The structures of many proteins have been extensively studied, however it has proved extremely difficult to investigate the structures of the mRNA molecules that carry the genetic information for these proteins. Jernej Ule and his group, while working in the LMB’s Structural Studies Division, developed a groundbreaking new method for studying the secondary structure of mRNAs and using this were able to determine the basic structures of very long mRNA molecules in living cells for the first time.
Just like proteins, mRNA molecules can fold into complex structures that control their function. Small parts of the single RNA strand can form short duplexes (double-stranded helicies) with base-pair interactions similar to DNA, but very little is known about the structure of full-length mRNAs. Only part of an mRNA molecule contains the coding sequence for the protein. The rest of it (the untranslated region) is involved in regulation, and controls how much protein is produced from each mRNA. The structure of this untranslated region therefore directly affects protein production.

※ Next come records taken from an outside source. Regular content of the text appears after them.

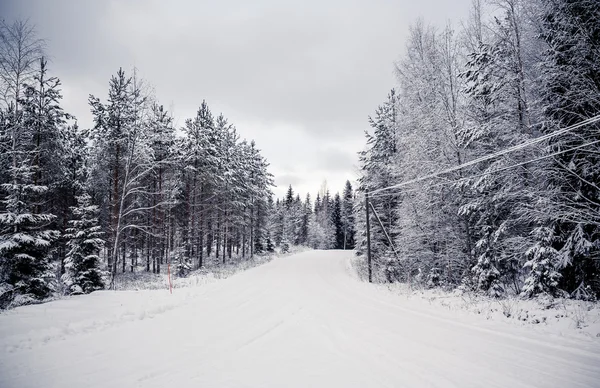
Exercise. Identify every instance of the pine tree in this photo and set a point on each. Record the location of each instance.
(571, 85)
(83, 273)
(25, 236)
(336, 219)
(349, 229)
(543, 276)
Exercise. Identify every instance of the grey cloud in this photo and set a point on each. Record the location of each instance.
(298, 76)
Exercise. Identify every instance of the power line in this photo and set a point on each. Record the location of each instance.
(494, 155)
(495, 171)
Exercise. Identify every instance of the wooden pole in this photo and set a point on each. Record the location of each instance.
(368, 238)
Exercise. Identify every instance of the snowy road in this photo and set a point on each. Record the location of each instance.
(299, 321)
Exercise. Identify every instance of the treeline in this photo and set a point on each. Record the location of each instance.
(326, 224)
(526, 222)
(132, 193)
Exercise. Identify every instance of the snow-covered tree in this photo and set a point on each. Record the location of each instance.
(83, 272)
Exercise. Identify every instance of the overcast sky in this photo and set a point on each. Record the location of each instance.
(299, 77)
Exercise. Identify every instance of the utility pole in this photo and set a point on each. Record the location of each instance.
(368, 237)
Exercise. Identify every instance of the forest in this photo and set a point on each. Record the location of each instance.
(133, 193)
(482, 167)
(522, 76)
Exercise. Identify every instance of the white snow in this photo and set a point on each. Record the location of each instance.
(298, 321)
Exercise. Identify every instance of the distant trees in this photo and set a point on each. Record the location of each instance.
(326, 224)
(80, 206)
(520, 223)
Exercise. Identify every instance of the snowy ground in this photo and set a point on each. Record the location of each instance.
(298, 321)
(556, 316)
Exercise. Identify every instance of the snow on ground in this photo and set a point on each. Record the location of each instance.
(299, 321)
(563, 317)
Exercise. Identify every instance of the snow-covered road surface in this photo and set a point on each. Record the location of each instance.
(300, 321)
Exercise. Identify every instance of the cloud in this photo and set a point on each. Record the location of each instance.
(300, 77)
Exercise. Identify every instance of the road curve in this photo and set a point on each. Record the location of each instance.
(299, 321)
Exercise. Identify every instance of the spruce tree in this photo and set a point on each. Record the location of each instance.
(83, 273)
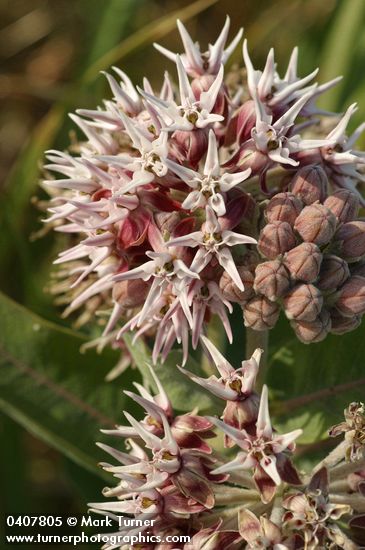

Yoichiro Sugimoto in Jernej’s group developed a method called hiCLIP to identify duplexes in cellular mRNAs by using a protein that binds to such duplexes. He then showed that distant parts of the long mRNA molecule could bind together to form duplexes and thereby identified previously unknown long-range RNA structures in mRNAs.
The group of co-senior author Nicholas Luscombe also found that these newly discovered mRNA structures had less genetic variation in humans than other areas of the mRNA. This indicates that mutations could cause disease by disrupting the structure of mRNAs.
Jernej is now based in the Department of Molecular Neuroscience at the UCL Institute of Neurology, where he is studying mRNA regulation during brain development or disease. Nick is also based at UCL in the Genetics Institute, and The Francis Crick Institute.